Ich schätze die eingravierten Namen an den Briefkästen, muss aber auch Detektiv sein. Von Hand angeschriebene und vom Wetter verwitterte Klebeetiketten können einen verwirren. Dazu die vielen fremden Namen, von denen nicht sofort auszumachen ist, welches der Familien- und welches der Vorname ist. Doch schwierige Fälle prägen sich ein. Alle bekommen ihre Post.

Unterwegs spreche ich mit meinen Füssen und Knien und danke ihnen, dass sie mir behilflich sind.
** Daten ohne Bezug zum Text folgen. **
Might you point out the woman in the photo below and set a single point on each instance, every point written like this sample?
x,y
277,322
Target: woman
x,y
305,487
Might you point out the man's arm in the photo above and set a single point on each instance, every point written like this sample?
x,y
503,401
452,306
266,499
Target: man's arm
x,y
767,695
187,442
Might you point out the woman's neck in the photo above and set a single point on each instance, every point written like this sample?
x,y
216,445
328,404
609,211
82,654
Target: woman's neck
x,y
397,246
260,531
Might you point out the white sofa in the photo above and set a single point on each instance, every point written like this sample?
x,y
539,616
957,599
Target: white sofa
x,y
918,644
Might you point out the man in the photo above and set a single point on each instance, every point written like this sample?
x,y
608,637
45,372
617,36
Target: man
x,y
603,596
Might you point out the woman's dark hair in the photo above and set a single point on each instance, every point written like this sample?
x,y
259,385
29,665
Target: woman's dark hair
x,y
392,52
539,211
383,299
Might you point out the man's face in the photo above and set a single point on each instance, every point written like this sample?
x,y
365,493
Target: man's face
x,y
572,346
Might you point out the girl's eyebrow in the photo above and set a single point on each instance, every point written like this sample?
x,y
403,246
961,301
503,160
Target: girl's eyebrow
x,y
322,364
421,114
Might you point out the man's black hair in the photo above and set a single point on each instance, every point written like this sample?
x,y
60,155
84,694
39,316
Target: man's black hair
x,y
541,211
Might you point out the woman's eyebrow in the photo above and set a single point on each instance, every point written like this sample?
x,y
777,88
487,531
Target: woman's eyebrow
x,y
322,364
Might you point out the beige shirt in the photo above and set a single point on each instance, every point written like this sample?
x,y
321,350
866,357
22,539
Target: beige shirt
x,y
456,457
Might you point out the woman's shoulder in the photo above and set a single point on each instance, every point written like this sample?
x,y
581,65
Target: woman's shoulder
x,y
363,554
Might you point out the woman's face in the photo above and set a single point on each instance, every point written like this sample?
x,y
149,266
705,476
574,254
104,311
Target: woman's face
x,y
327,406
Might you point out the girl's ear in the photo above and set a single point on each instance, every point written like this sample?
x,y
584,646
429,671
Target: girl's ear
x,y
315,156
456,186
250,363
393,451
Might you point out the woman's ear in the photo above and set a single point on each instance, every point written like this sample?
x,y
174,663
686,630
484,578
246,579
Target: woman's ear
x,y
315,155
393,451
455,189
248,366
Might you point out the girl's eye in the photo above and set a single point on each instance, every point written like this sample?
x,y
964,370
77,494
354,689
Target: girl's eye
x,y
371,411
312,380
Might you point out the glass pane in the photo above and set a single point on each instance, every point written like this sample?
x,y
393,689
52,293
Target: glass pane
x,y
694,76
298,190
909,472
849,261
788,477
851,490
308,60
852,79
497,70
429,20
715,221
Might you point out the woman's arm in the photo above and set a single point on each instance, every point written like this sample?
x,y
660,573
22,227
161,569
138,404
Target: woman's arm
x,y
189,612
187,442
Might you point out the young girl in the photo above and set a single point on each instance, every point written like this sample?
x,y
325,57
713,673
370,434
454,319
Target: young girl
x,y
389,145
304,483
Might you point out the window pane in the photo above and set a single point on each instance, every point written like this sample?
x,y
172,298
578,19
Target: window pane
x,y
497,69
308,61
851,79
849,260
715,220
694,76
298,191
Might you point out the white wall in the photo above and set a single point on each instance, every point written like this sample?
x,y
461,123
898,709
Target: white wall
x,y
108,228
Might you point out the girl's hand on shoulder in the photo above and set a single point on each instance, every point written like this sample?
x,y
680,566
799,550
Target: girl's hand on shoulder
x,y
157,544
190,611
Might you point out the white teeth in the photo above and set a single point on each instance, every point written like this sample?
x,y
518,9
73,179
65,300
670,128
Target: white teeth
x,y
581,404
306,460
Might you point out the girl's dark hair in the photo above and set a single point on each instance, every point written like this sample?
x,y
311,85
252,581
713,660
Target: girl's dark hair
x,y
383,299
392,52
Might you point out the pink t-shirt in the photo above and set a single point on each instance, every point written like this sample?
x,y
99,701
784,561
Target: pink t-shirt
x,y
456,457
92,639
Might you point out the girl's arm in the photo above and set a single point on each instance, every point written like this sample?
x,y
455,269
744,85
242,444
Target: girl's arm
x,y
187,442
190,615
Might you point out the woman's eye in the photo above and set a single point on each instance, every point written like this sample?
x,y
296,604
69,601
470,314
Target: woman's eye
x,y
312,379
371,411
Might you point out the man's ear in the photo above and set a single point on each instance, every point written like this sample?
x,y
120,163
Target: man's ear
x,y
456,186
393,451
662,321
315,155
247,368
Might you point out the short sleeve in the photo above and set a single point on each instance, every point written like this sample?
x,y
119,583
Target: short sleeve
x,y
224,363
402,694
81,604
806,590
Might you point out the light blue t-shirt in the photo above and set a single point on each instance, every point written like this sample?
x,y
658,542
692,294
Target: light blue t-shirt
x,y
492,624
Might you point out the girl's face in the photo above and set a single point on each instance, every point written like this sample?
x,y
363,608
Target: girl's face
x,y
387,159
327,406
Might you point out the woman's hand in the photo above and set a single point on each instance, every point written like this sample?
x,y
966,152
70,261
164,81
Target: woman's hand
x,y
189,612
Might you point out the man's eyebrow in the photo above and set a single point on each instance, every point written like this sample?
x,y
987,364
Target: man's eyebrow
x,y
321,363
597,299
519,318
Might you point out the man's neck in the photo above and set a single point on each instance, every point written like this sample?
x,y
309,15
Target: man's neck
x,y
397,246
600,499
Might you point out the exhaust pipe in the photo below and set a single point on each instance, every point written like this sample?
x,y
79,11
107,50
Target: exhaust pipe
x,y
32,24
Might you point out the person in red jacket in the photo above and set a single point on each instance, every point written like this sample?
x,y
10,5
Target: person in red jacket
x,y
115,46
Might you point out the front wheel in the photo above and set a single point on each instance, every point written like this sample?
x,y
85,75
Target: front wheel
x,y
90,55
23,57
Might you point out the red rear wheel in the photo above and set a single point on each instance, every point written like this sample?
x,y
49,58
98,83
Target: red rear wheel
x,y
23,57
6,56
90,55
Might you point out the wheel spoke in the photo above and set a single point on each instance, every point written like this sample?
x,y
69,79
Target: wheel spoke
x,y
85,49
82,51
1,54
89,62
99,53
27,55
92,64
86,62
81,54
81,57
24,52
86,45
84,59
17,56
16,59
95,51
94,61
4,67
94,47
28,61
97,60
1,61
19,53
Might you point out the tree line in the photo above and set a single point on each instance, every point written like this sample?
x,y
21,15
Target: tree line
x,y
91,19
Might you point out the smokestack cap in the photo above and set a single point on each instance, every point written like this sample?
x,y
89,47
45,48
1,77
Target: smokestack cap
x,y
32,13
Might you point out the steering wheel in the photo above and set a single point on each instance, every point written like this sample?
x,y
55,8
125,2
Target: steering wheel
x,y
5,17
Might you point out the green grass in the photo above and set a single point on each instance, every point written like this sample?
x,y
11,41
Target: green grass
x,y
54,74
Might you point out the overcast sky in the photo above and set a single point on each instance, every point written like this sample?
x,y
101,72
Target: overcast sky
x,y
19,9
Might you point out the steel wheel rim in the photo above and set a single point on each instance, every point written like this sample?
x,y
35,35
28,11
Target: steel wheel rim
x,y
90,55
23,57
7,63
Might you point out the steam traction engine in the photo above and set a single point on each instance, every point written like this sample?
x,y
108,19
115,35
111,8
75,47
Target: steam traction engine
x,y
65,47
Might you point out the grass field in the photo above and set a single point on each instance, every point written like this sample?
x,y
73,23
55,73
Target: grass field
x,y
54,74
Tausende Schritte muss ich tun, auf und ab, auch in Gärten und Höfe hinein.

Im Altersheim hole ich die Post aus dem gelben Kasten und schleuse sie in den Zustellkanal. Unterwegs treffe ich wieder auf jenen Mann, der seit Monaten auf meinem letzten Wegstück, an Stöcken humpelnd, eine neue Beweglichkeit einübt.
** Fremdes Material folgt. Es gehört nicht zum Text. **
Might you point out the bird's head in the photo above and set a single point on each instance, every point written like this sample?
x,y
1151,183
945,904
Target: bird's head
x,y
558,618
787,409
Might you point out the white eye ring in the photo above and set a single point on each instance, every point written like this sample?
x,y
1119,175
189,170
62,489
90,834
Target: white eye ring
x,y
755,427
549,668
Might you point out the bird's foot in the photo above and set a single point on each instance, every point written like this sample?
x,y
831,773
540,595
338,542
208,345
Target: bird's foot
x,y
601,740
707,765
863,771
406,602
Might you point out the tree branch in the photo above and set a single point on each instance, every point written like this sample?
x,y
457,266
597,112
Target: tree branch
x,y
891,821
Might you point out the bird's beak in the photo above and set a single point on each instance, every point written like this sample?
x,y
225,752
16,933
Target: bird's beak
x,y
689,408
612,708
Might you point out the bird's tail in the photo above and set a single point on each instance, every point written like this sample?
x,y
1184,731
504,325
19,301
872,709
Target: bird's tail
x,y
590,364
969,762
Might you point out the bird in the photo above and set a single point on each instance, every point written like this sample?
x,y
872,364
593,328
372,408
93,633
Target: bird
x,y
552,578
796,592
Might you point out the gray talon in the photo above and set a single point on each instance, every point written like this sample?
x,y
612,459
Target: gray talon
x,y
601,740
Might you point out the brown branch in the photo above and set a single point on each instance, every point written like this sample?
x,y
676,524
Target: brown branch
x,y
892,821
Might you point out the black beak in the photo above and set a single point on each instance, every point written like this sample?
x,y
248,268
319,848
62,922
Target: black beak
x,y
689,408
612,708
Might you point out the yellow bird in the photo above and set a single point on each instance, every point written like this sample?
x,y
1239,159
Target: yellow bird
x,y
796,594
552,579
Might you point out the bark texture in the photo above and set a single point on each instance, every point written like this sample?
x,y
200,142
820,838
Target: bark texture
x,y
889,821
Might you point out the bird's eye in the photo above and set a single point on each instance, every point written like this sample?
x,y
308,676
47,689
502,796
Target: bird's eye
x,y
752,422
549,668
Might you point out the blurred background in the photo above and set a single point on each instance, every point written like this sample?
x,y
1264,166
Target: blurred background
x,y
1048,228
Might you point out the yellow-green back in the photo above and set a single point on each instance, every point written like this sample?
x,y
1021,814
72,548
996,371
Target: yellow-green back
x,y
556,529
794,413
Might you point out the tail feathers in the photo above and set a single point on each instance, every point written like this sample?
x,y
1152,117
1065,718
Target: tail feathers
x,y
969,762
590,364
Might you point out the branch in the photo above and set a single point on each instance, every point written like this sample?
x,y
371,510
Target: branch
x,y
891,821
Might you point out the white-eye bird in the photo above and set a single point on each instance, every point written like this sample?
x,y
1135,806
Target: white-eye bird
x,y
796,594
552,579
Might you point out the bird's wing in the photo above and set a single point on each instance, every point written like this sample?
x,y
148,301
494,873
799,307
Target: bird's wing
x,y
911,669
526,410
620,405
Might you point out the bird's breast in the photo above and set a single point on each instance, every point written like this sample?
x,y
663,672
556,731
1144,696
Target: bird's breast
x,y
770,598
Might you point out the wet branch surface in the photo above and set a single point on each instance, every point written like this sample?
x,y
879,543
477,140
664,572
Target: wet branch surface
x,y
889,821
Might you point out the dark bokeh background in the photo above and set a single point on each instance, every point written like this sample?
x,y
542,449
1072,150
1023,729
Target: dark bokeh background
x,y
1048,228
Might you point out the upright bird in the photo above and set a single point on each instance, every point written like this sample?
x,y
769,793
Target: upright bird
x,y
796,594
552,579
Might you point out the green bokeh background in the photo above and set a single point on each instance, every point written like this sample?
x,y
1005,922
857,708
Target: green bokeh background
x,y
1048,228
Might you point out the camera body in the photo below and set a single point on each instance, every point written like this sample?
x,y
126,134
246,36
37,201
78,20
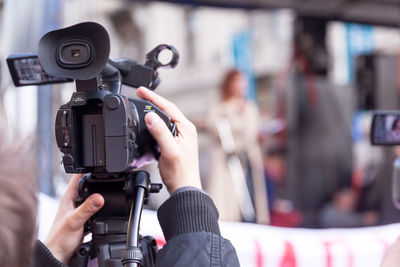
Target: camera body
x,y
102,132
99,130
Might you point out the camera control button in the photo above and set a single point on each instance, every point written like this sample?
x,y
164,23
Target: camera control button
x,y
112,102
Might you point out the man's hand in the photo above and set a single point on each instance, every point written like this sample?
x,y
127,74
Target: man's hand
x,y
179,163
67,231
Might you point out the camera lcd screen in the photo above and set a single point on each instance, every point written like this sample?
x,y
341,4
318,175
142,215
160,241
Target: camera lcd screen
x,y
385,128
26,70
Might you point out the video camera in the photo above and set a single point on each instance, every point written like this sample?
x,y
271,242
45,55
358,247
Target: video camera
x,y
102,132
98,130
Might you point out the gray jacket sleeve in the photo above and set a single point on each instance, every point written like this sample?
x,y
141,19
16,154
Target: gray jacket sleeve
x,y
189,221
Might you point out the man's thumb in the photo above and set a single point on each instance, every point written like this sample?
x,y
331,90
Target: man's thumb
x,y
87,209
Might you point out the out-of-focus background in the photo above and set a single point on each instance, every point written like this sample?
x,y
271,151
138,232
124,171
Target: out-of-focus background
x,y
293,122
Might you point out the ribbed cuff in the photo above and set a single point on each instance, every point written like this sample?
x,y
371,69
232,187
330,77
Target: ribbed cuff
x,y
188,212
43,257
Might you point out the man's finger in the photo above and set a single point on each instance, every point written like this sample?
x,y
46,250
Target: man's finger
x,y
162,103
86,210
159,130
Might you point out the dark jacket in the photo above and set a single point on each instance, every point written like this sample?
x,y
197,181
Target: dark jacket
x,y
189,220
Hunderte von Sendungen gingen durch meine Hand. Von allen geht eine ganz eigene Ausstrahlung aus. Schöne Briefe bewundere ich, auch wenn der Blick auf ihnen nur Sekunden oder Bruchteilen davon ruhen kann. Auch spezielle Briefmarken erkenne ich sofort. Postkarten aus fernen Ländern entfachen Reisefieber. Immer sind es Sendungen von und an Menschen. Was bringe ich Ihnen? Gutes oder schwer Verdauliches? Sicher bin ich oft Schicksalsträgerin, ohne dass ich es weiss.

Mittwoch, 19. Januar 2005

Zürich am Meer

Ich bin an den Zürichsee gelaufen und habe das Meer gefunden. Wasser und Himmel vereint. Kein Alpenkranz in Sicht. Rechtes und linkes Seeufer im Dunst versteckt. Nur die Albiskette lässt sich erahnen.

Scheinbar unspektakulär, zieht diese verschlafene Situation wenig Spaziergänger an. Mir aber gefällt sie. Ich weiss, dass es ein Dahinter gibt, habe es öfters schon gesehen. Jetzt schaue ich das an, was der heutige Tag mir zeigt. Die Weite, das Unendliche, das diffuse Blau. Auch die Sonne ist anwesend und am Lichtspiel beteiligt. Ganymed ist ebenfalls da, noch nicht abgeflogen. Aber von der Sehnsucht, in den Olymp zu gelangen, redet seine Geste seit Jahrzehnten. (Die von Hermann Hubacher gestaltete Skulptur steht im kleinen Park bei der VBZ-Haltestelle Bürkliplatz.)

Ich fühle mich weit weg von meinem Alltag, obwohl ich noch keine Stunde unterwegs bin. Auf dem Rückweg treffe ich auf der Bahnhofstrasse unverhofft Karin, eine Mitschülerin aus dem Seminar für Freiwillige, das wir im letzten Sommer abgeschlossen haben. Wir entschliessen uns spontan, die Gunst der Stunde zu nutzen. Bei Strudel und Vanillesauce setzen wir uns zusammen und berichten von persönlichen Erlebnissen, seitdem wir uns adieu gesagt haben.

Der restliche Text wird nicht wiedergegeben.